From here on out, a comedy series is defined as a series with episodes running 30 minutes or less. That means shows like Shameless and Orange Is the New Black are out of contentions for the Best Comedy Series Emmy, and must instead compete in Best Drama Series. However, there is a silver-lining in all this: to compensate for the influx of competitors in the drama series category, the Television Academy has expanded the list of Best Drama Series nominees to 7. In the past, there could be seven nominees, provided a seventh series came within 2% of the sixth nominee. But we’re now guaranteed a seventh nominee, so things aren’t as grim for the displaced comedy series as they might seem. As an added bonus, there will also now be seven nominees in the Best Comedy Series category, allowing for a wider, more diverse array of nominees to get in. That’s now two extra shows that can lose out to Modern Family this year!
“As our growing membership creates and produces more content for ever-changing platforms, today’s changes in the rules and procedures are vital,” said Television Academy chairman Bruce Rosenblum. “We’re sure that in coming years we will continue to evolve our rules as our dynamic industry grows.”

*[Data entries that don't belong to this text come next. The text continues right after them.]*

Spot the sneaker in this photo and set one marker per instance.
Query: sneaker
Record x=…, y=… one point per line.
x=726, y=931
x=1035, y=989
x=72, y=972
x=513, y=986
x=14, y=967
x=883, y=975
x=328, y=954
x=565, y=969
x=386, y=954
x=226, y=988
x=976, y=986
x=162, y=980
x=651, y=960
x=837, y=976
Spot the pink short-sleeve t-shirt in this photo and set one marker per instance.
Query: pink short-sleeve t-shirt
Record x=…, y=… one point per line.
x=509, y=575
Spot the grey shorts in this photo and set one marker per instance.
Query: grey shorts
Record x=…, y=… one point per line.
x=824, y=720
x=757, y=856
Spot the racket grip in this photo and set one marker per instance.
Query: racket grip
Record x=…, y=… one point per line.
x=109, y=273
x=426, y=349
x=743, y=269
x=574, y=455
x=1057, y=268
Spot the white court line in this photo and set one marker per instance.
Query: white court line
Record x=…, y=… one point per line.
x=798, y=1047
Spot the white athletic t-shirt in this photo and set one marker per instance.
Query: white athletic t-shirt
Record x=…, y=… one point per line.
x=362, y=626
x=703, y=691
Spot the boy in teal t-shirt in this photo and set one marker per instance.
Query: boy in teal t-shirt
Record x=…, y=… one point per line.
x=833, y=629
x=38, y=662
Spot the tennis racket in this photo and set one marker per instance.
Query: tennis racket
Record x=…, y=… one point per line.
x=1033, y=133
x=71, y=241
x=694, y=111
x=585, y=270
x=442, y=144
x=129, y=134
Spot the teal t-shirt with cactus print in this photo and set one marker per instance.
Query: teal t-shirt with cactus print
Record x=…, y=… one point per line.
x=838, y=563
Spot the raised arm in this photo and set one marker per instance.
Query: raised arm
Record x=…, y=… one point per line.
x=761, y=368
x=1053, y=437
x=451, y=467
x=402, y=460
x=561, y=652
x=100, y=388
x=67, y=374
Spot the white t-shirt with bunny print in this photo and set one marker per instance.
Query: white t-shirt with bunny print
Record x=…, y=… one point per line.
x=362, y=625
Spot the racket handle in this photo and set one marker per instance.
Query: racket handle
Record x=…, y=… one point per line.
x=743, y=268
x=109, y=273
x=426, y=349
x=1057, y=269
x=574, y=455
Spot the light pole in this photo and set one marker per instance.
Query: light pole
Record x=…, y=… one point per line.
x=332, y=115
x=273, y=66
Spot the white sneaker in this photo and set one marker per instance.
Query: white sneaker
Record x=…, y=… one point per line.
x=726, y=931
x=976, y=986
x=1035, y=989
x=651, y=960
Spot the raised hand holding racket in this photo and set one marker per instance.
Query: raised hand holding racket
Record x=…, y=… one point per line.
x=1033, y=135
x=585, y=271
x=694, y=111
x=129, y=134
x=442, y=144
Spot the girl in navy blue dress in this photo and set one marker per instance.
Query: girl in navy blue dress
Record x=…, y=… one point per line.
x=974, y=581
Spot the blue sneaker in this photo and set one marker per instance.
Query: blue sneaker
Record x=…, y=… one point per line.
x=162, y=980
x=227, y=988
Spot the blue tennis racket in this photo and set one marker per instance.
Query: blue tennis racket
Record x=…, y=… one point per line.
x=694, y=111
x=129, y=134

Significant changes are also being made to the miniseries/TV movie race. The category will now be known as the “Limited Series” category, and will be defined as “programs of two or more episodes with a total running time of at least 150 program minutes that tell a complete, non-recurring story and do not have an ongoing storyline and/or main characters in subsequent seasons.” This will also be accompanied by a change in the Variety Series race, as it will now be split into two separate categories, with one category for Outstanding Talk Variety show (i.e., The Tonight Show, The Daily Show, Real Time With Bill Maher, and their ilk), and Outstanding Variety Sketch show (i.e., Saturday Night Live and the like). This latter category will be moved from the main Emmy show to the Creative Arts Emmys ceremony along with the Outstanding Guest Actor category, which is also seeing significant changes. The Guest Actor race will now exclude any actors that appear in over 50% of a single episode.
Last, but not least, is the change in membership. The Television Academy is expanding the participation for Emmys voting, as all members are now eligible to vote in both the nomination and final rounds. This is a change from when voting in certain categories was relegated solely to that category’s branch (i.e., music, production design, etc.).
These are some pretty damn exciting changes, making for an Emmy race that will potentially have a more varied list of nominees. On the one hand, the influx of drama competition could lead to some favorites getting snubbed. On the other hand, the leveling of the playing field in the comedy race could mean previously snubbed shows like It’s Always Sunny In Philadelphia could also have a shot. I can’t wait to see how the race changes this year.